MONTGOMERY — Republicans are calling it one of the most innovative opportunities for education in Alabama and a chance for students to get out of chronically failing schools.

Democrats and other opponents say it will take money from the state’s entire educational system and leave poor children behind.

First known as the School Flexibility Act and now called the Accountability Act, House Bill 84 could significantly change education in the state.

Flexibility and choice

State Superintendent of Education Tommy Bice and some local school leaders supported an early version of the bill because it offered systems more local authority over how they use resources — from money to hours in a day.

After weeks of discussion and public hearings, the bill was greatly changed and hurriedly passed Feb. 28. The new version includes tax credits for parents who transfer their children from failing public schools to private or other public schools.

Soon after the bill passed, House Speaker Mike Hubbard, R-Auburn, said, “It gives administrators and teachers in failing systems the flexibility they need to improve their performance, and it provides students trapped in these systems a lifeline to access the education opportunities they deserve.”

Democrats and the Alabama Education Association see the primary benefactors being private companies and wealthy families.

“The effect of this bill will be to cause Alabama to step back 50 years or more to the days of segregation, with the wealthier children moving to the private schools and the poorer students remaining in the failing schools,” said Sen. Tammy Irons, D-Florence.

Tax credit addition

The Alabama Education Association filed a lawsuit in a Montgomery County court a few days after the bill passed.

The group, which opposed the bill even in its original form, said the Legislature violated its own rules and the state’s open meetings law when it added the tax-credit language.

A judge stopped Gov. Robert Bentley from signing the bill last week and set a hearing for late this week. The GOP leadership has appealed to the all-Republican state Supreme Court and asked Thursday for an expedited ruling.

Bentley has said he will sign the bill when it reaches him, but he also told a Huntsville TV station that he might make changes.

“We’re looking at parts of it, and we will decide when it gets to our desk if we need to make some changes and send it back,” he told WHNT-19.

Public failures

Meeting just one of the four criteria outlined in the bill will put a school on the failure list; 202 are on a list developed by Senate President Pro Tem Del Marsh’s office.

Marsh said that number could change with input from the Department of Education, which wasn’t consulted before the failing-school and tax-credit language was added to the bill.

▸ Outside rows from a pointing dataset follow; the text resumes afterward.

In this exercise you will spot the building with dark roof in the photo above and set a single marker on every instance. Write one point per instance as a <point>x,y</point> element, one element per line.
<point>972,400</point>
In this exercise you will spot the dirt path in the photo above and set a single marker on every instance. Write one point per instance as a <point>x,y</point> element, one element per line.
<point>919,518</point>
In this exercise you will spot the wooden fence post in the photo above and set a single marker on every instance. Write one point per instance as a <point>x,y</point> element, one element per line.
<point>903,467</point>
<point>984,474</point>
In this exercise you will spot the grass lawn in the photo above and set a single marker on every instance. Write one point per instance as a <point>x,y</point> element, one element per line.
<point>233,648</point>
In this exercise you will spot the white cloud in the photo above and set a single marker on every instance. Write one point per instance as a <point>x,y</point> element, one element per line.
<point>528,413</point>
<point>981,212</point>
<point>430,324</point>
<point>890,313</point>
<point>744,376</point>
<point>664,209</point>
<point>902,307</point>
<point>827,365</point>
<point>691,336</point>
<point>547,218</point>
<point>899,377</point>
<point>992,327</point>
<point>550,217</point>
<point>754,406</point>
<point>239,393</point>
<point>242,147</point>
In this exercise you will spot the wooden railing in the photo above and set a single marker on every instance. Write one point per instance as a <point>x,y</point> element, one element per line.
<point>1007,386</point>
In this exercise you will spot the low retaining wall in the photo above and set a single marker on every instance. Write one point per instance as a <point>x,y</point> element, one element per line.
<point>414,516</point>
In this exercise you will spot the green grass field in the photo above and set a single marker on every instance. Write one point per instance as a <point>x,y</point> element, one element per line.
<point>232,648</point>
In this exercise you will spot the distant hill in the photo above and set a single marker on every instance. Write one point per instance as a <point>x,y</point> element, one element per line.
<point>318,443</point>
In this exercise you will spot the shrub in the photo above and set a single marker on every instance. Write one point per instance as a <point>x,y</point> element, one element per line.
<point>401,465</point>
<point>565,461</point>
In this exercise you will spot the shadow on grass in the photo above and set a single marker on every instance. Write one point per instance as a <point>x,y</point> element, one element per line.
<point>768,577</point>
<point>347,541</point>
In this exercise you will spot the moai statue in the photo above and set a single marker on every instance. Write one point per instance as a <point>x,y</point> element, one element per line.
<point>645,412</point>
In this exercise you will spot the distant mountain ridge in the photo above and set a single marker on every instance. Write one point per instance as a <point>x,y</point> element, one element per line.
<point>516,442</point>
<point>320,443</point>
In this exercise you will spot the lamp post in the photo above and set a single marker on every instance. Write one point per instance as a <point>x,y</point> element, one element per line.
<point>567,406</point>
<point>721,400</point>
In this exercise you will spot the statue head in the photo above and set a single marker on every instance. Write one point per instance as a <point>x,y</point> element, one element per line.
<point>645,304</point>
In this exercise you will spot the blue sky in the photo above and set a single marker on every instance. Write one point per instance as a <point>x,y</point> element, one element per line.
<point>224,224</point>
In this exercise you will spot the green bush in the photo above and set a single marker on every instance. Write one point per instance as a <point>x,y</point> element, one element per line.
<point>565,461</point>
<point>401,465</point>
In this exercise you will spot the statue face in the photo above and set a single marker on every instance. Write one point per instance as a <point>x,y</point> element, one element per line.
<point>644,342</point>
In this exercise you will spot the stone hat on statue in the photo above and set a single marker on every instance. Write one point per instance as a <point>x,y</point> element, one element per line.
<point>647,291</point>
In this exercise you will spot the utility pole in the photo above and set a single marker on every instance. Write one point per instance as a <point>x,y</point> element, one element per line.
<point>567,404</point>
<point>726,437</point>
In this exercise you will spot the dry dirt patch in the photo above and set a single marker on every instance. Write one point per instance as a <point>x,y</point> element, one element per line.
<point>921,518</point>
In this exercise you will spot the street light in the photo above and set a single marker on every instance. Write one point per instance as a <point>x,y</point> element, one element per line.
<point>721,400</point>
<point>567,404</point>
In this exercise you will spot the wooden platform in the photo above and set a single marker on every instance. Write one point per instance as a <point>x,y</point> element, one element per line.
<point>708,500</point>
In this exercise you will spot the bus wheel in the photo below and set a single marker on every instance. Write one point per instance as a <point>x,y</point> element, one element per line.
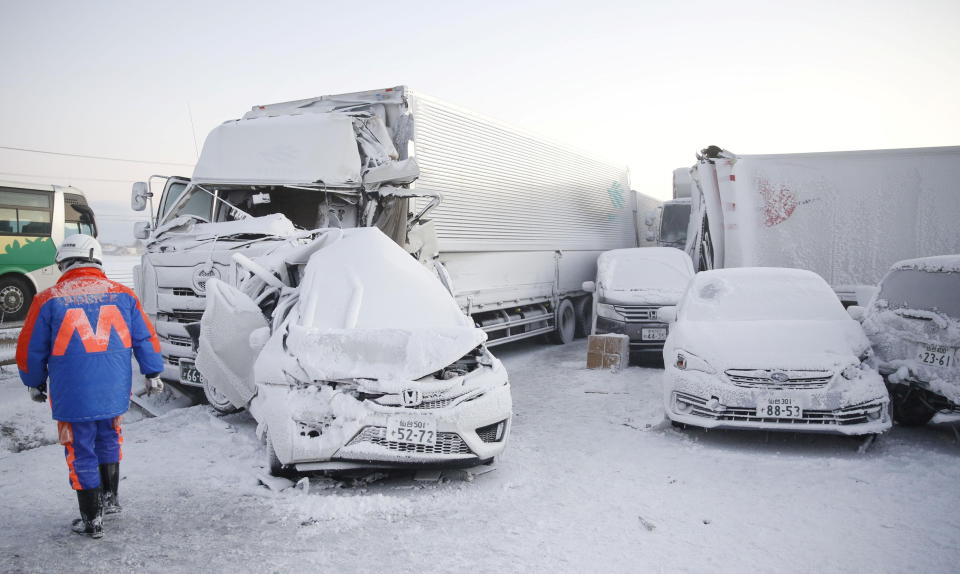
<point>15,297</point>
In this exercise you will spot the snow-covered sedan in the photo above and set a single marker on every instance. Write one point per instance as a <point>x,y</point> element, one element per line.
<point>349,353</point>
<point>771,349</point>
<point>914,325</point>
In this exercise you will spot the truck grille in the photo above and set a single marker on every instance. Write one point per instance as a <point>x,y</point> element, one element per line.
<point>447,442</point>
<point>636,313</point>
<point>181,315</point>
<point>796,379</point>
<point>852,415</point>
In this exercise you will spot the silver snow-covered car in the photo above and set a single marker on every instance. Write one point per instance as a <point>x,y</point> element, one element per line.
<point>913,323</point>
<point>349,353</point>
<point>770,349</point>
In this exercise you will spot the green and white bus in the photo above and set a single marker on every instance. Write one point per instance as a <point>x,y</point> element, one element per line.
<point>34,220</point>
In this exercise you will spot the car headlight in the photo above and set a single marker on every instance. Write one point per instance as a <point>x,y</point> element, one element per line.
<point>851,372</point>
<point>608,312</point>
<point>689,362</point>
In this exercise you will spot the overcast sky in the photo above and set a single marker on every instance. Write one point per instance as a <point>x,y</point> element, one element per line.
<point>642,83</point>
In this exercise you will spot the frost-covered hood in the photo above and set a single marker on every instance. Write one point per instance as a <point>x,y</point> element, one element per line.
<point>643,275</point>
<point>367,309</point>
<point>382,354</point>
<point>772,344</point>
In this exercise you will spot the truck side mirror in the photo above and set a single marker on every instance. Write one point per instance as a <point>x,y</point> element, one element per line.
<point>667,314</point>
<point>857,313</point>
<point>139,196</point>
<point>141,229</point>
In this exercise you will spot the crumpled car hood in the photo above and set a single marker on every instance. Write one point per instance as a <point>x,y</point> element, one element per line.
<point>382,354</point>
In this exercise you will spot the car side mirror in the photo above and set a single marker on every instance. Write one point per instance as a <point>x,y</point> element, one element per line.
<point>141,229</point>
<point>667,314</point>
<point>857,313</point>
<point>139,196</point>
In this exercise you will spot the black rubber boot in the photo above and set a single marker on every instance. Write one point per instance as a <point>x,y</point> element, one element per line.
<point>91,513</point>
<point>109,483</point>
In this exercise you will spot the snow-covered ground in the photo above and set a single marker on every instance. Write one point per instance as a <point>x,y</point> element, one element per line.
<point>592,481</point>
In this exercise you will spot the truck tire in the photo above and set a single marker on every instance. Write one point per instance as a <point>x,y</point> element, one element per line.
<point>274,465</point>
<point>566,324</point>
<point>16,294</point>
<point>217,400</point>
<point>584,308</point>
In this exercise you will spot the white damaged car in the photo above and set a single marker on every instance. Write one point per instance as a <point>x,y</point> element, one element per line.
<point>350,354</point>
<point>771,349</point>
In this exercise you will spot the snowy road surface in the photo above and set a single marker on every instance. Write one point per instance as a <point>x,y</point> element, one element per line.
<point>592,481</point>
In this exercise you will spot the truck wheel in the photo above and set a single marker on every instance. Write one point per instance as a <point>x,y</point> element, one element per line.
<point>584,308</point>
<point>273,463</point>
<point>566,324</point>
<point>910,410</point>
<point>16,294</point>
<point>217,400</point>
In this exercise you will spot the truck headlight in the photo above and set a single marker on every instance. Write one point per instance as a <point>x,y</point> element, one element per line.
<point>608,312</point>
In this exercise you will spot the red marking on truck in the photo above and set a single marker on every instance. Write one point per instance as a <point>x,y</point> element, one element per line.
<point>778,203</point>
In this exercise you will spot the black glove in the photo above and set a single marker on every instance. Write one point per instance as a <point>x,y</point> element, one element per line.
<point>38,394</point>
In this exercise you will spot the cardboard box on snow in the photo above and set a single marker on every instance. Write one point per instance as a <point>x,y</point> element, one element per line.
<point>608,351</point>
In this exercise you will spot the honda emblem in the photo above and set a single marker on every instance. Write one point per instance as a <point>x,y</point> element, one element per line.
<point>411,397</point>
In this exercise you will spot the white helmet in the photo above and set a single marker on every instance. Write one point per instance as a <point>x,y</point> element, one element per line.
<point>82,247</point>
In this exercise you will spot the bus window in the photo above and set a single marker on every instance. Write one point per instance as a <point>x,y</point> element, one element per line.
<point>24,212</point>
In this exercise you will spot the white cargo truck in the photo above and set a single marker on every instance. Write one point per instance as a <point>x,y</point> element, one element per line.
<point>847,216</point>
<point>511,223</point>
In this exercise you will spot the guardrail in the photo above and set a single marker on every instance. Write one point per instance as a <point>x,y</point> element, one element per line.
<point>8,342</point>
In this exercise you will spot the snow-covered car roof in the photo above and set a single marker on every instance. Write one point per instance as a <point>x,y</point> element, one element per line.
<point>645,268</point>
<point>760,293</point>
<point>934,264</point>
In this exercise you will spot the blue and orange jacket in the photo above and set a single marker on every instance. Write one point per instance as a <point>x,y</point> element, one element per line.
<point>80,333</point>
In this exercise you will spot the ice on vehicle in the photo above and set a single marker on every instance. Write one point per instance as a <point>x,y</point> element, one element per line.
<point>631,285</point>
<point>360,360</point>
<point>914,325</point>
<point>769,348</point>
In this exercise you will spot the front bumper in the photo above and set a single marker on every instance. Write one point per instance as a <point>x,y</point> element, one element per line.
<point>468,433</point>
<point>703,400</point>
<point>634,330</point>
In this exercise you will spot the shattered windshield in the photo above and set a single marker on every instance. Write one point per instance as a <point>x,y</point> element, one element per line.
<point>673,223</point>
<point>922,290</point>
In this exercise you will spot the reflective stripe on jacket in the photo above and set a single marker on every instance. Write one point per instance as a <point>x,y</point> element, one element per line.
<point>80,333</point>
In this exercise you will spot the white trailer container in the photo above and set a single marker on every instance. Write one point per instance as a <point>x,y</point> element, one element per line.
<point>848,216</point>
<point>519,228</point>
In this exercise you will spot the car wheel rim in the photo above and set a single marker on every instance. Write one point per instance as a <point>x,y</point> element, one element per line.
<point>11,299</point>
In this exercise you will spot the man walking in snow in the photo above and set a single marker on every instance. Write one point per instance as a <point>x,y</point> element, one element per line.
<point>80,333</point>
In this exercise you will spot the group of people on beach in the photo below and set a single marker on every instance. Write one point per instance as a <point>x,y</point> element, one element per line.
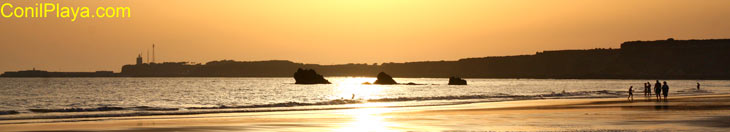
<point>659,90</point>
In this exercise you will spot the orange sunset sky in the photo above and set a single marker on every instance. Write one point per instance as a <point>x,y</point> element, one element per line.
<point>346,31</point>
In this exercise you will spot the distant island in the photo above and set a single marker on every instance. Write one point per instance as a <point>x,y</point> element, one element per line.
<point>659,59</point>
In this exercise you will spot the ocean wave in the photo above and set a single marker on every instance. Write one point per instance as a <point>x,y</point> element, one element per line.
<point>333,104</point>
<point>104,108</point>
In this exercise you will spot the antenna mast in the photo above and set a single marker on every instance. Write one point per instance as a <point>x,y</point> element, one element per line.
<point>153,52</point>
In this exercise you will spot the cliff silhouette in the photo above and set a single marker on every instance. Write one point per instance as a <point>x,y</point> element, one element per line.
<point>660,59</point>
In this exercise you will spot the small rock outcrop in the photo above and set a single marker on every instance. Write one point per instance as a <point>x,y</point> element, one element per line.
<point>456,81</point>
<point>384,79</point>
<point>309,76</point>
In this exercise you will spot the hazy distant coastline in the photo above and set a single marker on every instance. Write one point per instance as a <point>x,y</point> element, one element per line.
<point>660,59</point>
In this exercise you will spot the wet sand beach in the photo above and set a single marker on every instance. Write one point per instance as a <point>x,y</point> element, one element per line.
<point>687,113</point>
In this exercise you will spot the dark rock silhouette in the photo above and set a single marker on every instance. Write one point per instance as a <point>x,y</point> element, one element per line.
<point>309,76</point>
<point>384,79</point>
<point>456,81</point>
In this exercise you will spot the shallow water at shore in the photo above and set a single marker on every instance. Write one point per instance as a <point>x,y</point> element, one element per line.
<point>52,98</point>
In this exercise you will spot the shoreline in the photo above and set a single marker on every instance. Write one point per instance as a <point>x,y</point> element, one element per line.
<point>686,107</point>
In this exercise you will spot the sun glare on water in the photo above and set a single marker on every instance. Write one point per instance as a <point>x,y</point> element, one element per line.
<point>353,88</point>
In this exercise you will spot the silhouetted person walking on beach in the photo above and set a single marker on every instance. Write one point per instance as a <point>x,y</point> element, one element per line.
<point>658,90</point>
<point>647,89</point>
<point>665,90</point>
<point>631,94</point>
<point>698,86</point>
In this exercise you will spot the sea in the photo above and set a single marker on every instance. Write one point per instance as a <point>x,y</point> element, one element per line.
<point>73,98</point>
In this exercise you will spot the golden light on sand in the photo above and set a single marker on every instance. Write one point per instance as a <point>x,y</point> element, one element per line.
<point>368,119</point>
<point>350,86</point>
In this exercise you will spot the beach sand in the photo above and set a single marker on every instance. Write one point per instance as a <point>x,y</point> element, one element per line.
<point>688,113</point>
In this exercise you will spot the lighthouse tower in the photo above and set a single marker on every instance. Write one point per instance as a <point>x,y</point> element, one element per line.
<point>139,59</point>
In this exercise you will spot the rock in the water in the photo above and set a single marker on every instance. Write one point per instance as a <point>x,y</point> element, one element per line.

In Decatur City Schools, Decatur Developmental and Brookhaven Middle School are on Marsh’s list.

But Rep. Terri Collins, R-Decatur, said last week that being on the list doesn’t necessarily define a school and she hopes to see Decatur Developmental removed from it.

“We have families that moved to Decatur for Decatur Developmental,” she said of the school for students with cognitive disabilities. “I don’t see families choosing to leave.”

Public funds to private schools

Public money, through the tax credits, will follow students to private schools under the bill. How much remains unclear and will depend largely on how many parents pull children out of failing schools.

Democrats and the AEA put the estimate as high as $347 million a year; Republicans say it will be much lower.

If 10 percent of Brookhaven Middle School’s 650 students chose to leave, the school would lose $230,945 from state funding. If 20 percent of the students left, the school would lose nearly a half-million dollars.

But GOP supporters say the impact won’t be that great. They estimate losing $50 million to $125 million from the education trust fund that this year is more than $5 billion. They also argue that failing schools will still receive 20 percent of per-student funding — for students they no longer have to teach.

Marsh said failing schools will be forced to spend money more wisely. He used his Anniston system as an example of a district that probably has more schools than it needs.

“There could be a school that could be closed, so that’s bricks and mortar being eliminated and money going back to the classroom,” Marsh said.

House Bill 84 also creates a scholarship program for parents who can’t afford a move to private schools. Businesses and individuals would get tax credits for contributing scholarship money, which could pull up to $25 million a year from the education trust fund. The fund supports K-12 education as well as community colleges and four-year universities.

“When you pull money from the ETF, when you take money off the top, that is not just hurting failing schools, that is hurting all of us,” said Florence City Schools Superintendent Janet Womack said.

Part of solution

While the “flexibility” portion of the bill allows schools to make changes, it doesn’t mandate any. Forced improvements will come through another bill making its way through the Legislature.

Senate Bill 60 states the state Board of Education “may intervene in the educational operations of a city or county board of education and thereby assume general and direct control over all decisions” if the state superintendent determines a majority of the schools in the system are “priority schools.”

There’s nothing to force right now the public system to be accountable,” Marsh said. “Before the state could not intervene for academic reasons. They could for financial reasons, but not because they weren’t meeting the grades.”